Sharing/Access information
Raw sequence available at NCBI’s Short Read Archive PRJNA1177093 : Resistance and resilience of soil microbiomes under climate change.
Links to other publicly accessible locations of the data kept on Dryad:
Code/Software
There is a .rmd (R markdown) file that contains all code required to run the analyses and create figures.
I mainly used R and R Studio to run analysis.
FUNGuild analysis partially used bash and python (code included in the .rmd file), however the output files from this analysis are included as guilds.csv files.
We conducted this study at the Koffler Scientific Reserve (KSR, www.ksr.utoronto.ca) in Ontario, Canada (latitude 44°01'48”N, longitude 79°32'01”W) in an old field environment.
We collected soil from a temperature-free-air-controlled enhancement experiment that had plots which were droughted, heated, droughted and heated, or left control. There were two periods of active treatment: rainout structures were present July-November 2020, and June-October 2021, for a total of 8 months; heaters were active in heated plots August-December 2020, and August 2021-January 2022, for a total of 9 months. There were three replicate plots per climate treatment, and we took three subsamples of soil per plot, per timepoint. Soil was sampled in June 2021 (first recovery period), September 2021 (active treatment), and June 2022 (second recovery period).
We extracted microbial DNA from the soil, and performed 16S rRNA amplicon sequencing on the conserved hypervariable V4 region (primer pair 515F-806R) and ITS region (primer pair ITS1FP2-58A2RP3). Raw data can be found on NCBI's Short Read Archive under PRJNA1177093. Reads from sub-samples of plots were then merged such that each plot had one set of reads per timepoint.
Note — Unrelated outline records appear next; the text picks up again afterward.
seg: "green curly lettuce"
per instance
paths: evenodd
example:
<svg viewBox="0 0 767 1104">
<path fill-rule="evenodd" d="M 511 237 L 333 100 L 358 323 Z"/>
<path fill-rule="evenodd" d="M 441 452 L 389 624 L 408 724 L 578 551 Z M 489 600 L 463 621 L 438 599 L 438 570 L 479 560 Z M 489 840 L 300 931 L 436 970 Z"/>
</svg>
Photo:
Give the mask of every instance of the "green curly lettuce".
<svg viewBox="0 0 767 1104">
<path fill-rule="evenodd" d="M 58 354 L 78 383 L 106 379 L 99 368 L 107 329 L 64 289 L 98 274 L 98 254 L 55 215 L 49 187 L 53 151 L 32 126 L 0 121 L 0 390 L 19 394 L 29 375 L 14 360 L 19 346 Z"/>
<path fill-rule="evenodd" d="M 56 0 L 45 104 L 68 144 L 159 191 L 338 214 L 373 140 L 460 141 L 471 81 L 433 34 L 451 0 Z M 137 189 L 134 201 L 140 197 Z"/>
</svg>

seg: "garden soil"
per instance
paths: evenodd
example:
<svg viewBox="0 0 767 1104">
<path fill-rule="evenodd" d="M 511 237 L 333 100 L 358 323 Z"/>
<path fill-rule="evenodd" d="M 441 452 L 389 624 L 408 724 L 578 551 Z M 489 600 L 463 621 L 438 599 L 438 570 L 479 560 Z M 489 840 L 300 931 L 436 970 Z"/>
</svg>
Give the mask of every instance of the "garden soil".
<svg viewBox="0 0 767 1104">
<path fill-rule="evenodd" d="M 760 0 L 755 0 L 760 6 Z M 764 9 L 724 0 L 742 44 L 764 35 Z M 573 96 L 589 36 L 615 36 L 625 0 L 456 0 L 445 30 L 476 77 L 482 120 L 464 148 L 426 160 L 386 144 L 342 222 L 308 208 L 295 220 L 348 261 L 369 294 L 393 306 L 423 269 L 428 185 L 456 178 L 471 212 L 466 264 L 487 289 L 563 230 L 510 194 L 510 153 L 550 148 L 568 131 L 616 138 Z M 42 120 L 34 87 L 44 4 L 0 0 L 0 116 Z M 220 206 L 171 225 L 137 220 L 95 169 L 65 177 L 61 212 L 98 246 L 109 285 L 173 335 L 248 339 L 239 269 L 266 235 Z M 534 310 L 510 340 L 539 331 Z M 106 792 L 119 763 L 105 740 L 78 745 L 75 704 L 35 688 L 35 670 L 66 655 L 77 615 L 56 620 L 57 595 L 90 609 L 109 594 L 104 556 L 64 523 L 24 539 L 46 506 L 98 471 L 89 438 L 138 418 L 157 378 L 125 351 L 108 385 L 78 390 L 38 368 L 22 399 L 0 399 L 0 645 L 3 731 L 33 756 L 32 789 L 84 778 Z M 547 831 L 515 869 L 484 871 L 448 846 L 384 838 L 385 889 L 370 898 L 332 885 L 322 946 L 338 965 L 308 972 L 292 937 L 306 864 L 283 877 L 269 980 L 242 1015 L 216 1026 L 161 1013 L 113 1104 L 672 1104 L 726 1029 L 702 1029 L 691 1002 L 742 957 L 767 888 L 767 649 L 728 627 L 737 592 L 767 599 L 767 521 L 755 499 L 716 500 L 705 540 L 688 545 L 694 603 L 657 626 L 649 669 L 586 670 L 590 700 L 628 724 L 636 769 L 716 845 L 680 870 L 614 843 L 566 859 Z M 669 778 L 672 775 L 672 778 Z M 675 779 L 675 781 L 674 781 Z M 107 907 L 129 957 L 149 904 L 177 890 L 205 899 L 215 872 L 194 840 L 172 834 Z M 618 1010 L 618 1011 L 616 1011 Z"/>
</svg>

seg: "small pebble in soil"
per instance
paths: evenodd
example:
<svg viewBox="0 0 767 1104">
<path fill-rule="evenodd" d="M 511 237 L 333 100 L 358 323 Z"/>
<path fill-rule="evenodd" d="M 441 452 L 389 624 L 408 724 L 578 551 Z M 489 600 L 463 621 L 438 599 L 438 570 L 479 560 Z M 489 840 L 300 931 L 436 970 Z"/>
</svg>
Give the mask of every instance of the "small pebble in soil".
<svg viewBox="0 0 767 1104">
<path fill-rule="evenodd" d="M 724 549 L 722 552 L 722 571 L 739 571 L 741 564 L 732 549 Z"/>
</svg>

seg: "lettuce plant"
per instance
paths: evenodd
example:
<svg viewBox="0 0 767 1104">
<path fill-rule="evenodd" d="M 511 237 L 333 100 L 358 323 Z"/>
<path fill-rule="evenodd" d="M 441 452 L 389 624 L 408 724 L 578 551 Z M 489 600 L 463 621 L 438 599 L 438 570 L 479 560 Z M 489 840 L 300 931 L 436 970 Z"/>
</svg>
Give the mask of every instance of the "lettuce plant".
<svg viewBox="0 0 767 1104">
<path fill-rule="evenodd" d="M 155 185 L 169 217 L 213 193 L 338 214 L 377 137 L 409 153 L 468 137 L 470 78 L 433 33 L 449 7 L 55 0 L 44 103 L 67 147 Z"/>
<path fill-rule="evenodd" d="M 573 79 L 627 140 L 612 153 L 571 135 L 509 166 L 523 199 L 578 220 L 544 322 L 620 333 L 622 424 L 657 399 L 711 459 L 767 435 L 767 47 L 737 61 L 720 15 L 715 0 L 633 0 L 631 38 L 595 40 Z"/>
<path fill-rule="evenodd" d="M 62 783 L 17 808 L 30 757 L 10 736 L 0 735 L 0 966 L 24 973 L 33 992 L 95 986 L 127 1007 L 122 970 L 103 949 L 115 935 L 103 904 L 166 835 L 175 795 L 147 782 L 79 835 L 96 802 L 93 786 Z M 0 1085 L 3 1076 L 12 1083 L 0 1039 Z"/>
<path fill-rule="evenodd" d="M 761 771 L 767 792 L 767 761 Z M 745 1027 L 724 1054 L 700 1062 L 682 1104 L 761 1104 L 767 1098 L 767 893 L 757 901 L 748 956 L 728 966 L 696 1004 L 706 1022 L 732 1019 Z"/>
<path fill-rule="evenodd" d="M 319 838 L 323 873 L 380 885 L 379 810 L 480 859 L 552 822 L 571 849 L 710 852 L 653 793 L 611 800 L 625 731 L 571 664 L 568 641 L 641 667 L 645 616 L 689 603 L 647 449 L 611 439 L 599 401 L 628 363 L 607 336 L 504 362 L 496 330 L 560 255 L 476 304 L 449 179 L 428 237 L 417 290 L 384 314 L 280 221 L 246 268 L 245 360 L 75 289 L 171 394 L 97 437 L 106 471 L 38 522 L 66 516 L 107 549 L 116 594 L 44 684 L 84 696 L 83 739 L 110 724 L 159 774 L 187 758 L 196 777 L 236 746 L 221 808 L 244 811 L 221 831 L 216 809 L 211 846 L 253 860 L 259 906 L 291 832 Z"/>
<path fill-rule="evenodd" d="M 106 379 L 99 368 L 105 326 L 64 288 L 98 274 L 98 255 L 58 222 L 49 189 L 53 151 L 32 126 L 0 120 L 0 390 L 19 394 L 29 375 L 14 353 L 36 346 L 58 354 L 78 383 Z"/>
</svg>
In QIIME2, we removed ASVs that had fewer than 10 reads across all samples, and assigned taxonomy using the ‘sklearn’ feature classifier (Pedregosa et al. 2011); we used Greengenes 16S V4 region reference for bacteria (McDonald et al. 2012), and UNITE (Nilsson et al. 2019) version 9.0 with dynamic clustering of global and 97% singletons for fungi. We then filtered out reads assigned as cyanobacteria and mitochondria to remove plant and animal DNA. Finally, for each of the bacterial and fungal datasets we constructed a phylogeny using QIIME2’s MAFFT (Katoh & Standley 2013) and FastTree (Price et al. 2010) functions to obtain a rooted tree.
The .qza files were used downstream in the included R code.
Metadata files (.csv) can be opened in excel.
QIIME2 files (.qza) can be opened in a QIIME2 environment in command line, or in R following the .rmd code.
Analysis (.rmd) can be opened in R and R Studio.